Smart technologies and better energy management can lower energy demands and help achieve sustainability goals, argues Nicola Meadows, RWM Event Director at Ascential Events
Energy efficiency investments in the industrial, services and domestic markets are estimated to have increased the productivity of the UK economy by £1.7 billion between 2010 and 2015. This despite the efficiency of the electricity supply remaining broadly unchanged, and an increase in electricity prices over the same period. But far more significant energy productivity improvements are required to deliver the UK’s long-term climate goals, while supporting economic growth.
Intelligent building controls, smart metering and finely tuned data monitoring and analytics can help reduce the overall power demands of a facility, saving money as well as reducing a building’s carbon footprint as part of an overall power management strategy.
Smart meters drastically reduce the need for manual meter readings by digitally measuring gas and electricity readings and sending data directly to energy suppliers, resulting in up-to-date and highly accurate energy bills. Readings can be taken very regularly, every half hour, for instance, so facilities managers can also track peaks and troughs in usage.
Professional data management companies can help FMs to analyse smart meter data, providing comprehensive reports on a facility’s power consumption in order to target areas for efficiency savings and optimisation. Other small steps, like introducing low-energy lighting or increasing natural light sources, can also make a big difference to energy bills, and set a business on the path to a more sustainable future. New tools are also available to help FMs gain oversight and control of the amount of energy consumed in buildings, and improve efficiency.
At the same time, FMs should consider replacing traditional ‘on-off’ low voltage circuit breakers with the latest smart models that boast integrated energy management functions. Some of the models available have the potential to achieve substantial annual power savings, and typically provide a return on investment in terms of cost savings within one year.
Intelligent, energy-saving building controls for systems such as lighting and HVAC are also becoming more cost effective and offer short-term returns on investment. Some of the latest models on the market include infrared occupancy sensors which also automatically adjust to ambient light and other environmental conditions, and can be remotely monitored using apps on smartphones.
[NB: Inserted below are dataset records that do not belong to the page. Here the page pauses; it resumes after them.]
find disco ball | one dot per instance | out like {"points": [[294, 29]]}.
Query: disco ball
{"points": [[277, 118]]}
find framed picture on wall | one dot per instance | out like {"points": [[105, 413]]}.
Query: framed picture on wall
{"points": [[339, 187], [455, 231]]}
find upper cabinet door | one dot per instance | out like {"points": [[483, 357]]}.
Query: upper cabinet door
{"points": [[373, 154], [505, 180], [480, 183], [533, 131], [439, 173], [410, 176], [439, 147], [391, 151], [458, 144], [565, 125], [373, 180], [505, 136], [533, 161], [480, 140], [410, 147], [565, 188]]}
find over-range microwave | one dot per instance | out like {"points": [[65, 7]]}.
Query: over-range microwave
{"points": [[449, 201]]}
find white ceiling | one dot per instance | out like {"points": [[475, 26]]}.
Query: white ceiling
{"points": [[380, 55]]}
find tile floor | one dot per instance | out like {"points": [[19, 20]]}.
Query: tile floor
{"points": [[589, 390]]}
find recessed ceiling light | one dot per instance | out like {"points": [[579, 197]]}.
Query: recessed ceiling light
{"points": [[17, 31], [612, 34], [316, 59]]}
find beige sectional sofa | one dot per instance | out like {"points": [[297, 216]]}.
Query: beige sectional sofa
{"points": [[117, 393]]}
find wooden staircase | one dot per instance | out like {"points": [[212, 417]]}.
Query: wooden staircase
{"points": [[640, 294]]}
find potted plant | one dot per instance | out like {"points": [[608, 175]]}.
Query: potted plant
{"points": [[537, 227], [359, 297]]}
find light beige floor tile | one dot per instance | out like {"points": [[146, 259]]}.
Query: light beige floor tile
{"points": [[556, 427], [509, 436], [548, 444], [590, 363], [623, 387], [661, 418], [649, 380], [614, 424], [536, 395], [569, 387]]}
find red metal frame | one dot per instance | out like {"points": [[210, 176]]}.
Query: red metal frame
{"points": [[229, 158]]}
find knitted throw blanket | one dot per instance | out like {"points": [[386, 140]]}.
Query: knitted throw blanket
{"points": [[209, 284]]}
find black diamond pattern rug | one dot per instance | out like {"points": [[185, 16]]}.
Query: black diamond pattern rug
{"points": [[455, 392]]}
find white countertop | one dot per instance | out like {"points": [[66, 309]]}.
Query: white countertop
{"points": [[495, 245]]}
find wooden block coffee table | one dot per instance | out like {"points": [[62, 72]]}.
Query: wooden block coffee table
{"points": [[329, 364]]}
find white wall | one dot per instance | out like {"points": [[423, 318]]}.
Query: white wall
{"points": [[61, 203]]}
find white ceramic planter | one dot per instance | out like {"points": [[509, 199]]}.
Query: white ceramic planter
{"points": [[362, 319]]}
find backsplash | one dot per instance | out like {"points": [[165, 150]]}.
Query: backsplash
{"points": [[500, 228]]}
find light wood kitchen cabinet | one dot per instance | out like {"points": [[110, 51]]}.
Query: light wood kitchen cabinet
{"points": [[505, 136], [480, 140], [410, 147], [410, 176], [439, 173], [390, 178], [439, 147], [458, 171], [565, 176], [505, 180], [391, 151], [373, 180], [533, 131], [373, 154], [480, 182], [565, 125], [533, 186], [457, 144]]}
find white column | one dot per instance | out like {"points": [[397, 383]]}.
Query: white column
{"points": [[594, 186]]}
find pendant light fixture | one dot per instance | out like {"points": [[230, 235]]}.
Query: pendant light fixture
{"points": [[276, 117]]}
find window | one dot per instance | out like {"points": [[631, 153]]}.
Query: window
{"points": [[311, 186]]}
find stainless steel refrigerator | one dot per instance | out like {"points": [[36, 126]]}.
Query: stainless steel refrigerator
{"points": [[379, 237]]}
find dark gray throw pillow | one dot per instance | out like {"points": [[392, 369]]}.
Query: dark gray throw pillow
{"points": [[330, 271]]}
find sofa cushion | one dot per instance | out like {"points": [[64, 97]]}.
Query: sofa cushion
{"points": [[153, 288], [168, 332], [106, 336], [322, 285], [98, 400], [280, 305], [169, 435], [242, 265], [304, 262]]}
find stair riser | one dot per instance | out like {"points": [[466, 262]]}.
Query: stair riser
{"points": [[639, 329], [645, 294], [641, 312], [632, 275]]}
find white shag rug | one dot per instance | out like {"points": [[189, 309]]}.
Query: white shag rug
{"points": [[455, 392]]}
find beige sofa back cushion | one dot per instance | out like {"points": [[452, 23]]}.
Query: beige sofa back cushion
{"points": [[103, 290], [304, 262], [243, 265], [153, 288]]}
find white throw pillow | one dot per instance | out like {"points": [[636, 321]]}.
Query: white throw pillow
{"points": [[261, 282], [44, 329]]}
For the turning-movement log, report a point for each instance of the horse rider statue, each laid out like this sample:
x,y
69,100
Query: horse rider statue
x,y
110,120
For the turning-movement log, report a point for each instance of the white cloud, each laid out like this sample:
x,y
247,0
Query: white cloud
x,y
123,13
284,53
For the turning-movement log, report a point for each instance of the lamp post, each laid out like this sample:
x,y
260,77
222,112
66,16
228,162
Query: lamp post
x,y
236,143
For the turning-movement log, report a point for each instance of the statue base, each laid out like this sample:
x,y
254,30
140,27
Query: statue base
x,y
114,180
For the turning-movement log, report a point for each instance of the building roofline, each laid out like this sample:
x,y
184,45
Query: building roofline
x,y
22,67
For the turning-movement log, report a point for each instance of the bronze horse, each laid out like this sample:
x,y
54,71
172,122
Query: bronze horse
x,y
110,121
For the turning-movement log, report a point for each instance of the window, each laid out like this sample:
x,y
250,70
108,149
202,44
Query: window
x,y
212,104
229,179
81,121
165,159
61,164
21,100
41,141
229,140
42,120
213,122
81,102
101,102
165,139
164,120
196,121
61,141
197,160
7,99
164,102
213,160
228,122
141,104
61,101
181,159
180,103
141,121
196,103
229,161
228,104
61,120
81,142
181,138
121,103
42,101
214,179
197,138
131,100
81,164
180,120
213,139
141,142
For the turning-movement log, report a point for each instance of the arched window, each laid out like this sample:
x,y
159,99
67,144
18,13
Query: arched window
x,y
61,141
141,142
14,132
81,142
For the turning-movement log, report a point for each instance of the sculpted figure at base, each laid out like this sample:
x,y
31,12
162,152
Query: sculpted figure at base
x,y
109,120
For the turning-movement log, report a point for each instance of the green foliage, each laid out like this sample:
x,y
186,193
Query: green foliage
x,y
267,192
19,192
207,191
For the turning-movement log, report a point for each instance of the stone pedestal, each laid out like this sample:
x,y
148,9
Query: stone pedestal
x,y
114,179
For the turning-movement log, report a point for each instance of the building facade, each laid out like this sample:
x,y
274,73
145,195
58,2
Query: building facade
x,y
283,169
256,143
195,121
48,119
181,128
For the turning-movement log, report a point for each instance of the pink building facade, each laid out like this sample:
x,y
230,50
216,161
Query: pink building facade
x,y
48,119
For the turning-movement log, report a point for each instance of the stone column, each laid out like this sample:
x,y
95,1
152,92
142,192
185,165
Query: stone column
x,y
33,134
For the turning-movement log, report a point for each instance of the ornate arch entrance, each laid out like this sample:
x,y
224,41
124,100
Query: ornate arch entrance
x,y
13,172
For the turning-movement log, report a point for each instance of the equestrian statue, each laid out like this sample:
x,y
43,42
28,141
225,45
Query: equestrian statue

There is no reason why facilities managers should limit their analysis of their building’s efficiency to its power demands – water performance is also critical for reducing waste, for instance. Using low-flow toilets and fixtures can ensure that water usage is kept to a minimum, as part of a wider integrated sustainability strategy.
And it’s not just the money that can be saved on energy bills that provides a return on investment for facilities. The transparency of information that can be gained from tracking consumption so accurately hands control back to FMs. This information leads to targeted decisions and actions that will further drive the return on investment of the smart facility programme. The data provided by smart meters can make it easier to see if switching providers is worthwhile, for example, with newer smart meter models capable of operating with different suppliers.
Taking a smart, holistic approach to resource efficiency in a facility not only benefits the companies and individuals that run them, but also supports the stability of the wider power network. Put simply – it’s the smart thing to do.